L’invito, insomma, è ad evitare la «polarizzazione tra agricoltura convenzionale e biologica o altro» e invece a «fare rete e integrare, per combattere la dispersione delle comunità, soprattutto di quelle interne del nostro Paese, e dell’ambiente da cui proviene sostentamento e salute per tutti. Il nostro Paese – si legge nel documento – è un laboratorio ideale, per diversità di ambienti e condizioni socioeconomiche, per sperimentare vie nuove nelle tante forme di agricoltura». In questa direzione, «vanno sostenuti i molti giovani – anche immigrati – che hanno deciso di intraprendere questa strada tornando alla terra, pure nelle situazioni più difficili della collina interna e della montagna».

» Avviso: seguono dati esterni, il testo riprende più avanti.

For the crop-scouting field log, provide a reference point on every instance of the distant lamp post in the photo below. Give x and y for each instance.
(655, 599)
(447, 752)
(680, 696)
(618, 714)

Di qui l’appello «ai giovani agricoltori e ai centri di formazione che li preparano a un lavoro qualificato, perché si sentano protagonisti con la loro attività, di questo momento cruciale della storia, nel quale il loro contributo è fondamentale. Troppo spesso – denunciano i vescovi – gli imprenditori agricoli non sono stati percepiti come una risorsa indispensabile per la produzione di cibo sano, disponibile per tutti e di qualità. Mentre non possiamo non riconoscere gli elementi di verità esistenti nelle denunce di insostenibilità ambientale e sociale di tanta agricoltura industriale (non per nulla definita agrobusiness), auspichiamo che si promuovano politiche nazionali ed europee che ripropongano corrette riforme agrarie, adeguato riconoscimento economico del lavoro agricolo e del valore dei prodotti agricoli, riduzione degli sprechi dal campo alla tavola, valorizzazione dell’agricoltura familiare».